First, a little background. The small group I DM this campaign for have all played AD&D with me before. However, that was way back many eons ago when there was no “third edition” AD&D. Since those days we’ve dabbled in quite a few other genres of RPG, settling on our two then-favorites, Twilight: 2300 and, more recently, three different GURPS campaigns.

This particular campaign started when Mary (Molly’s player) produced a bootleg copy of the third edition AD&D player’s handbook and DM’s guide. None of us had so much as touched anything AD&D related in…well, a very, very long time. When Mary pointed out the new approach to race and class, however, everyone got excited at the concept of..yes, you guessed it…Halflings. We’d always lamented how the poor Halflings were more or less tied to the thief class in the old rules. We had even tried a few house rules to correct that but were never really comfortable with the huge revamps that would be necessary to produce a workable Halfling paladin.

We spent the next little while batting around a few ideas for interesting Halfling characters and groups, like the rpg geeks we are, until we finally came to the inevitable conclusion that we just had to play an all-Halfling third edition AD&D campaign. The end result is the Band of the Blessed Fountain (since renamed the Brightwater campaign).
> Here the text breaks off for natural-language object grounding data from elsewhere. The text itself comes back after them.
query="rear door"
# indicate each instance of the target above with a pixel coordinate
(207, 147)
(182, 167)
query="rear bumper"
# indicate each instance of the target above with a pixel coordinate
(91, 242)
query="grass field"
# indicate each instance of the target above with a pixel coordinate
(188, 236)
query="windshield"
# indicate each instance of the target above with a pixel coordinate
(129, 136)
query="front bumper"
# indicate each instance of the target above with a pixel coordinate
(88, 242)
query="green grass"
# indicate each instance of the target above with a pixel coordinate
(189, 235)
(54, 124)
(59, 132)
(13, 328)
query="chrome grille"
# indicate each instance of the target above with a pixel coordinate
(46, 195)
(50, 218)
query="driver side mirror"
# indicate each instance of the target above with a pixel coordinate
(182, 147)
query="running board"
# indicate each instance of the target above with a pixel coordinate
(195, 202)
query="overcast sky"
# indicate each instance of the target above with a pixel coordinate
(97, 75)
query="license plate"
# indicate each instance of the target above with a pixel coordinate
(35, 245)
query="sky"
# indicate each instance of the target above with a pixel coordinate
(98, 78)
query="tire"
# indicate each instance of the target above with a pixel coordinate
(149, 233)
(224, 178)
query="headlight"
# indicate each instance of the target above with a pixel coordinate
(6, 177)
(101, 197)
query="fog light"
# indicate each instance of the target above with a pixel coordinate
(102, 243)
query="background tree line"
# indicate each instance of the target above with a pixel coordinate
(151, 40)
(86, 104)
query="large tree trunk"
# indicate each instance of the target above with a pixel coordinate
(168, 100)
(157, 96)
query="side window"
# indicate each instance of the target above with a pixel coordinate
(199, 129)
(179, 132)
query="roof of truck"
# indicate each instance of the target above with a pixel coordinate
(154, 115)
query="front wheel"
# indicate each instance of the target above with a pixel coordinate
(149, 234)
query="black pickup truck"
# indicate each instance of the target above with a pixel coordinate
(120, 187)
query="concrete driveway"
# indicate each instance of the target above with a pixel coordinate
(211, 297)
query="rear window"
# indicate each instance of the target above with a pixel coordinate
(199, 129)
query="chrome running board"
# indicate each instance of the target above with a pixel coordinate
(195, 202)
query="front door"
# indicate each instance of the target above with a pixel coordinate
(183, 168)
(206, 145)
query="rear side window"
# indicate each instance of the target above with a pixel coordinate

Now, those of you who actually play the game will probably notice a few things here and there that seem a little off. This is primarily due to the fact that we didn’t actually study the rules to any serious degree before playing. Instead we used this campaign to more or less learn the new rules. For example, in the story Molly Merryweather mentions a few times how the group had to rest while Ham (the cleric) awaited more healing spells. This is because we played something like four sessions before we realized clerics could spontaneously cast healing spells.As for the campaign world presented here…well, you can’t really call it a “world”. Because, again, the entire campaign was started on the premise that we would simultaneously explore an all-Halfling adventuring party and learn the third edition rules. In other words, it was intended to be a throw-away campaign that we never expected would go beyond two or three sessions at most. I still haven’t bothered to flesh out the campaign world beyond the immediate borders of the scenarios we play. Thus, you’ll find that the campaign world itself doesn’t really show up much in the story.

Also, a bit of warning: if you play AD&D at all you might want to reconsider even reading these stories. Almost every session represents one adventure that was taken straight from the Wizards of the Coast website or from the pages of the two dozen Dungeon magazines I managed to scrape together over the years. Almost none of it is original. Consequently, you might see your next AD&D game here.

Finally, I tried to make the stories presented here as entertaining as possible but, honestly, I don’t seriously consider myself a writer. Compounding my lack of skill is the fact that it’s only technically a work of fiction anyway. The entirety of the story presented here is adapted directly from Mary’s copious campaign journals and mine. Mary, thankfully, was anal enough to include lots of notes on Molly’s opinion on this and that (as well as a rather disturbing amount of other minutia) so recreating the campaign was really very easy.

But, still, this is a adaptation of an amalgam of notes from two separate sources detailing several sessions in an AD&D game campaign. As such, it doesn’t always lend itself well to entertainment. If you hit a boring part or suffer through a thoroughly uninteresting battle, well, you were warned.